In Frankreich hat diese Rede zu heftigen politischen Reaktionen geführt, –  die UMP solidarisierte sich wie erwartet hinter Sarkozy – nur Rachida Dati erlaubt sich Kritik an der aktuellen Kriminalitätsbekämpfungspolitik der Regierung Fillion – die politische Mitte, die Medien und natürlich die Linke reagieren mit Ablehnung. Besonders bemerkenswert waren die Reaktionen von Bernard-Henri Lévy, von Robert Badinter, Patrik Weil, Michel Rocard und natürlich auch das Edito des Mondes vom 2.8 mit dem Titel „Le président, l’escalade et l’amalgame„.  Die Perzeption des Sarkozy Rede im Ausland wurde auch reflektiert „Pour la presse anglo-saxonne, Nicolas Sarkozy reprend son rôle de „super-flic„“, und weil es in Deutschland kein nenneswertes Medienecho auf die Rede von Sarkozy Rede und Rechtsruck gab, konnte dieses natürlich nicht reflektiert werden.  Wieso kam diese Rede, – und daran anfügen könnte man auch Sarkozys Spitze gegen die „Gens du voyage„, die Reaktion auf diesen Rechtsruck nicht in Deutschland an?

Nichts im Spiegel, – der neue Spiegelkorrespondent in Paris Stefan Simons hat wohl nichts bekommen (oder ist in Urlaub), – in der letzen Printausgabe der Zeit vom 5.8 auch nichts – eine nette kurzweilige mail mit dem Titel „Gebrauchsanweisungen“ von Gero von Randow – also da ist offensichtlich Funkstille.

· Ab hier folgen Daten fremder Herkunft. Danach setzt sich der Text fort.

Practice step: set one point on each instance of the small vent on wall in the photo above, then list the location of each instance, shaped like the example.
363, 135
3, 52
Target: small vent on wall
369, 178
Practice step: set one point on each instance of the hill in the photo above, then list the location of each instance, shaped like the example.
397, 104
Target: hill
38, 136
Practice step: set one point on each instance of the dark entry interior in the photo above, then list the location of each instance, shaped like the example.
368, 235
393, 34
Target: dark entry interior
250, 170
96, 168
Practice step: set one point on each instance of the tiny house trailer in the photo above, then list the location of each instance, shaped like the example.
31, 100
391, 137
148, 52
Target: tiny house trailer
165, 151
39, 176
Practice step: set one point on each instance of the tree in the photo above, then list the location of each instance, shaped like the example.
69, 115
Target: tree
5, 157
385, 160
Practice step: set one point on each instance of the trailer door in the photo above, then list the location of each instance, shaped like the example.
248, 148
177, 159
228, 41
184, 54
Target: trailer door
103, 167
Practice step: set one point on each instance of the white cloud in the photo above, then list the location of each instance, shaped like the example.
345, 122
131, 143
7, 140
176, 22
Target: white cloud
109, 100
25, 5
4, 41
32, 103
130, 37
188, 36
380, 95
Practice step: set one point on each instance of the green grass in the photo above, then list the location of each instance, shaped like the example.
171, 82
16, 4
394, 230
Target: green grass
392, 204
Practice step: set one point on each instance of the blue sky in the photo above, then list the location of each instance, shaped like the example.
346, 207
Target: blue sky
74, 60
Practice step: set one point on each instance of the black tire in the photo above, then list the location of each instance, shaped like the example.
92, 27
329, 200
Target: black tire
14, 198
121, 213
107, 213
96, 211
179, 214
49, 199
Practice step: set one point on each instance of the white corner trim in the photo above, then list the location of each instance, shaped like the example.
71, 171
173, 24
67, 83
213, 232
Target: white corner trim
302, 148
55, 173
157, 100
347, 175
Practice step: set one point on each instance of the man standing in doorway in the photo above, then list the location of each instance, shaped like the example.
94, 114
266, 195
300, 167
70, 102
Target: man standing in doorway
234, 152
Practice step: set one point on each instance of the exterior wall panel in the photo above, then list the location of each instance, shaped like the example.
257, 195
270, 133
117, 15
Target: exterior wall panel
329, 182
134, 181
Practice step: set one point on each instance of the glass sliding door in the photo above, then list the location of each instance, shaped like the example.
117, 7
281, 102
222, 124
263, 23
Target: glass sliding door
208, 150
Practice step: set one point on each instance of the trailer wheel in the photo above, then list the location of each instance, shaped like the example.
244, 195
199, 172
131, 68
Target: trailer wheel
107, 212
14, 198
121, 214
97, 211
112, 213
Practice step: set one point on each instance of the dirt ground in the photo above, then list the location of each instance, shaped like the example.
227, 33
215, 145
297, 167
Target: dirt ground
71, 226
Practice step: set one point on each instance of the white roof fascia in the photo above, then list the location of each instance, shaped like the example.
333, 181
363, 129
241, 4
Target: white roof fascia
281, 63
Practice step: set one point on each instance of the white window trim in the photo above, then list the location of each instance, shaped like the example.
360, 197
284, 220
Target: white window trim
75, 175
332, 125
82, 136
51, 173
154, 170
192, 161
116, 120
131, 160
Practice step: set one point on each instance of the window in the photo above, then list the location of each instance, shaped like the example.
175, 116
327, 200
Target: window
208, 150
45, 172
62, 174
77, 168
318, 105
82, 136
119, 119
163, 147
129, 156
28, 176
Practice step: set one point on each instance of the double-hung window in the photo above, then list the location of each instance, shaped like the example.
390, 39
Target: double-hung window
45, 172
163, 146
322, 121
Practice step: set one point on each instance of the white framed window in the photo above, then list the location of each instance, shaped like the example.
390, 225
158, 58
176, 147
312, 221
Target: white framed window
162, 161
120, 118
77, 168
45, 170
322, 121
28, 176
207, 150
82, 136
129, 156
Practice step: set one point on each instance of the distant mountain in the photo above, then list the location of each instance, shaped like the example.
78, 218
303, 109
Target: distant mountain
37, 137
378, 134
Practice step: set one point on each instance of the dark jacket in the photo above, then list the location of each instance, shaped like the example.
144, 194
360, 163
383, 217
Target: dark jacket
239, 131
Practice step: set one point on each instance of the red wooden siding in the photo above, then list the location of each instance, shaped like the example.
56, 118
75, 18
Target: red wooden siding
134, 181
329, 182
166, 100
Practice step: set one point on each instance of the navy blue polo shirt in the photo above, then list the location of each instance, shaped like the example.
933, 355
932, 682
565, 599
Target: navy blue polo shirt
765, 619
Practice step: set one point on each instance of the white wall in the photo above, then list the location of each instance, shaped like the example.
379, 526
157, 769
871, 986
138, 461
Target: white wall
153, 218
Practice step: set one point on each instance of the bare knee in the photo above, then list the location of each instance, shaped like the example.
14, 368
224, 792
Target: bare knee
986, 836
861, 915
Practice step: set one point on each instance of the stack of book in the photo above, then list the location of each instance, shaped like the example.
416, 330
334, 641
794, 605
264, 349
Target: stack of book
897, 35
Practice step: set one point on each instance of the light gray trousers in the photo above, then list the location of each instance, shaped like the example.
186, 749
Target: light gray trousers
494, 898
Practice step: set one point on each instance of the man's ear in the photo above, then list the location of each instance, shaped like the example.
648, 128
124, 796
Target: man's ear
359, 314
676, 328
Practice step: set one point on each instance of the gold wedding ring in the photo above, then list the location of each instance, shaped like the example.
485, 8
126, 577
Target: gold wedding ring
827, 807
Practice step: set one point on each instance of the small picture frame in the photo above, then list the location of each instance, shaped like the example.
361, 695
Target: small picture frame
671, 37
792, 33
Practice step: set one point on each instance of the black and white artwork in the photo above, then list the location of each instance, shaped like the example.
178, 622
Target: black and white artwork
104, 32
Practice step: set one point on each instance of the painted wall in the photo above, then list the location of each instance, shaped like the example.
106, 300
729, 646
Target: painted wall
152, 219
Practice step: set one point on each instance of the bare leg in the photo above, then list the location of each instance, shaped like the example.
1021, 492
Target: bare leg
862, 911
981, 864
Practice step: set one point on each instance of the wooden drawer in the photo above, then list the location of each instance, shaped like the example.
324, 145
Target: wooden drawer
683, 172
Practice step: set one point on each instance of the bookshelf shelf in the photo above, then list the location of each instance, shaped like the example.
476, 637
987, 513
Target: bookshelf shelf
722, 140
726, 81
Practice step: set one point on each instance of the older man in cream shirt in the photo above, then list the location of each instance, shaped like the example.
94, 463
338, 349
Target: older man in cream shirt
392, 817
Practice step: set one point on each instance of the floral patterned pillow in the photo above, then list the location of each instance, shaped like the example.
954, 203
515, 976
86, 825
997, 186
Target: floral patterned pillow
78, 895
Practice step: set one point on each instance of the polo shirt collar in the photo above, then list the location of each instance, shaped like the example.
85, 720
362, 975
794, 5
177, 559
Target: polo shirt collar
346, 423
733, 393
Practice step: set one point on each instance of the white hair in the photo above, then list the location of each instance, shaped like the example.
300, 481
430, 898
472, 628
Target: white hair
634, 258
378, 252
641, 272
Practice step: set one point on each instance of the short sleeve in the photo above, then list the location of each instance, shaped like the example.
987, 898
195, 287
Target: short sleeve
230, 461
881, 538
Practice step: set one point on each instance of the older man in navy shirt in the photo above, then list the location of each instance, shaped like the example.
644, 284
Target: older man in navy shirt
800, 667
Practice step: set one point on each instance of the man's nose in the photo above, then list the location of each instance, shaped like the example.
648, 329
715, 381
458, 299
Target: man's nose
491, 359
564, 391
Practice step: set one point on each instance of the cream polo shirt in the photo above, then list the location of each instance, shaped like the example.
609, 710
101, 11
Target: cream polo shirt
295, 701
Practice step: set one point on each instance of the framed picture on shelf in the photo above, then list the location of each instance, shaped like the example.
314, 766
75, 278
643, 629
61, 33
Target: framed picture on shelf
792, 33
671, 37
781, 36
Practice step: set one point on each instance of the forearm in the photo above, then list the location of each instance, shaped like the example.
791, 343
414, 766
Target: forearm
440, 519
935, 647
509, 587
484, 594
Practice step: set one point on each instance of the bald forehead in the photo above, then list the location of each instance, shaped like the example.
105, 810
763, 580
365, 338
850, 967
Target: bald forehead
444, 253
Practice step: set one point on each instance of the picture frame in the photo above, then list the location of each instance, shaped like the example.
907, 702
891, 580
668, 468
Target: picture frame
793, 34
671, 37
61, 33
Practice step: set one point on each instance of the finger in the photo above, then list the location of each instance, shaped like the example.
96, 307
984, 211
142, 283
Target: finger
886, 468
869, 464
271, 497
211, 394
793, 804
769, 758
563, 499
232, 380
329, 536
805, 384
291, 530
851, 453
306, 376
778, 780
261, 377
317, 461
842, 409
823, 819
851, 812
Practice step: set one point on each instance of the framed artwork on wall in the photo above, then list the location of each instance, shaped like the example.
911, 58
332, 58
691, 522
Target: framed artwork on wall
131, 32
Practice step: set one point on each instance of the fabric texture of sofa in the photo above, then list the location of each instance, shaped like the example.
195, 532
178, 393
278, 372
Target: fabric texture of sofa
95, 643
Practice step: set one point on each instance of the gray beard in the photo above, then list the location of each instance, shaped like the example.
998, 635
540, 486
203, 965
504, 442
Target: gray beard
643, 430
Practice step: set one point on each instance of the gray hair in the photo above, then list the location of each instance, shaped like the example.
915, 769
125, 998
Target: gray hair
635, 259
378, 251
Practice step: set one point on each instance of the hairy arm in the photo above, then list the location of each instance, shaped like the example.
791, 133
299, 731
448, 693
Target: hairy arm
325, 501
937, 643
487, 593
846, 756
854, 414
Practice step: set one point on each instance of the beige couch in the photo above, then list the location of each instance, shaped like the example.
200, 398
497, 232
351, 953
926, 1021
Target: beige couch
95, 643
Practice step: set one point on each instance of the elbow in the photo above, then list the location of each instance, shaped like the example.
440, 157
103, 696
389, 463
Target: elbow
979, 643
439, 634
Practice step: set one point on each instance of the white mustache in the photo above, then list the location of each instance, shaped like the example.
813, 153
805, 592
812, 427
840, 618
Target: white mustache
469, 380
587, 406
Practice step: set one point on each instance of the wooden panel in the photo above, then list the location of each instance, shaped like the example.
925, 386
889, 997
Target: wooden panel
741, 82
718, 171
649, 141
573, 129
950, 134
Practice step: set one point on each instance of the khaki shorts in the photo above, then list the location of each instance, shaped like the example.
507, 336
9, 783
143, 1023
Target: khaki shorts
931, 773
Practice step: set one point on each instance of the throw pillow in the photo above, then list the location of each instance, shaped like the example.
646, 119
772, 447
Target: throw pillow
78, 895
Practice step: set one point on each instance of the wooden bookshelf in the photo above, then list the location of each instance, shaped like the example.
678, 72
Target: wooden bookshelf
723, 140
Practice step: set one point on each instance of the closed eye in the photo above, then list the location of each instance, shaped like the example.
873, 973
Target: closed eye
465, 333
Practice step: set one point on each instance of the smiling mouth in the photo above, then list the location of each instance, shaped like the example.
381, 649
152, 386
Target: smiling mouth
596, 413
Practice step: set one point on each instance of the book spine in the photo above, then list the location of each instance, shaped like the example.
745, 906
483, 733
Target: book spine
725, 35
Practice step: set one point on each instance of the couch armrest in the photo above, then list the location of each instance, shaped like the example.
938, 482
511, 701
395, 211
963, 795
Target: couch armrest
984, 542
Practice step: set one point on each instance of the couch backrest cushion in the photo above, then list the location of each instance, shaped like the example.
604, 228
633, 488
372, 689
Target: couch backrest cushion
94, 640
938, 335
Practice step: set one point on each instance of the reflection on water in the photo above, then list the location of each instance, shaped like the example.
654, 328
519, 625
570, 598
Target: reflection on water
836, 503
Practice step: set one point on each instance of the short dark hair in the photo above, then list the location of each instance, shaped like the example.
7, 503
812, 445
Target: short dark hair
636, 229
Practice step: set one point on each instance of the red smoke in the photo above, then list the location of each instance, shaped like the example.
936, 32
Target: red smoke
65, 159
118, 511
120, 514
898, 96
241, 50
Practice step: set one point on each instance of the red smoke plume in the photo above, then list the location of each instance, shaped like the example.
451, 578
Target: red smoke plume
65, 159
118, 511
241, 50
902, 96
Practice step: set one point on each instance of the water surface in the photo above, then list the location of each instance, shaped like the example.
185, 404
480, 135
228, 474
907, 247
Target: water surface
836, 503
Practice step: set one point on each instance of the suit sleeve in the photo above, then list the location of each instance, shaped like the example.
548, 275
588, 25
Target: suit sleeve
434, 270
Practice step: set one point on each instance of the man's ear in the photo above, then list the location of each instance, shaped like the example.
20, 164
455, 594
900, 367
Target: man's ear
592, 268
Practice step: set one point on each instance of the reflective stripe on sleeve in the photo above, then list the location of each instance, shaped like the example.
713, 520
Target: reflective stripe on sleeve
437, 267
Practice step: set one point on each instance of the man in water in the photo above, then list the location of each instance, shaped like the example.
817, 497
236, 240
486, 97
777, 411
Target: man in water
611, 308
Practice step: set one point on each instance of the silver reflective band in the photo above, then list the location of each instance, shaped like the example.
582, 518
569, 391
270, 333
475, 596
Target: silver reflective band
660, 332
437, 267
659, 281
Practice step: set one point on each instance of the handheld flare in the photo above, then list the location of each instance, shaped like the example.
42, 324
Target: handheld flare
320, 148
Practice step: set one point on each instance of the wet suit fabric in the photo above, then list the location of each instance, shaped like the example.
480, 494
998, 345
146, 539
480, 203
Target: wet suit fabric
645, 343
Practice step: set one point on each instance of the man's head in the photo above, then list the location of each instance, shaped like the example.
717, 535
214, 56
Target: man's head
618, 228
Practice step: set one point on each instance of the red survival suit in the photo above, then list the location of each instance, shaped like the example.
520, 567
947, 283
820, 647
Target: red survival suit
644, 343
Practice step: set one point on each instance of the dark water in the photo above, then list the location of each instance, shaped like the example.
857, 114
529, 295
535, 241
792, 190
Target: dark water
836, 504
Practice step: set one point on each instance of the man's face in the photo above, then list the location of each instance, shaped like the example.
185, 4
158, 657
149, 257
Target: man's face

Der Themenkomplex „Vorstädte, Intensivstraftäter, Einwanderung“  wird ja auch in Deutschland immer mehr zum Problem – das zeigen u.a. die Diskussionen über das Buch „das Ende der Geduld“ der verstorbenen Jugendrichterin Kirsten Heisig . Noch sind die Verhältnisse in Deutschland nicht mit den französischen Banlieues vergleichbar, – aber soweit man den Text „Angst ist ein schlechter Ratgeber“ im Spiegel 29/2010 liest dann erreichen die Verhältnisse in Neukölln durchaus das „Qualitätsniveau“ gewisser „Banlieues chaudes“ in französischen Großstädten.  Schon aus diesem Grund lohnt es sich die politische Diskussion zum Thema in Frankreich näher zu betrachten.  Was die Rede Sarkozys betrifft, – die Androhung „eingebürgertern Intensivstrafttätern“ die französischen Staatsbürgerschaft abzuerkennen, – was wohl ohne Verfassungsänderung in Frankreich laut Robert Badinter und anderen Rechtsexperten nicht möglich wäre – das wird die Betroffenen Intensivstrafttäter sowieso wenig stören – ob als französischer Staatsbürger, Staatenloser oder was auch immer – soweit man diese nicht Dingfest macht, aburteilt und bestraft werden sie weitermachen wie bisher.  Die Staatsbürgerschaftfrage stellt sich für die Betroffenen erst gar nicht. Diese leben in einer Parallelwelt weit außerhalb der französischen Gesellschaft.

Die französische Innenpolitik  à la Sarkozy hat erhebliche Fehlschläge hinnehmen müssen,  – die Gewalttaten gegen Menschen – „Depuis trois ans, les atteintes aux personnes augmentent et elles sont encore plus violentes qu’avant (Rachida Dati)“  nehmen zu und die Gewalttaten (schwere Körperverletzung etc.) werden immer brutaler – dies hat unlängst auch Rachida Dati in einem Interview zugegeben müssen, – und damit ist Dati wohl die einzige Politikerin aus dem Regierungslager die sich Kritik an der aktuellen „Innenpolitik“ der Regierung Sarkozy übt, wobei hier vor allem der amtierende Innenminister Brice Hortefeux im Visier der Kritik Datis steht.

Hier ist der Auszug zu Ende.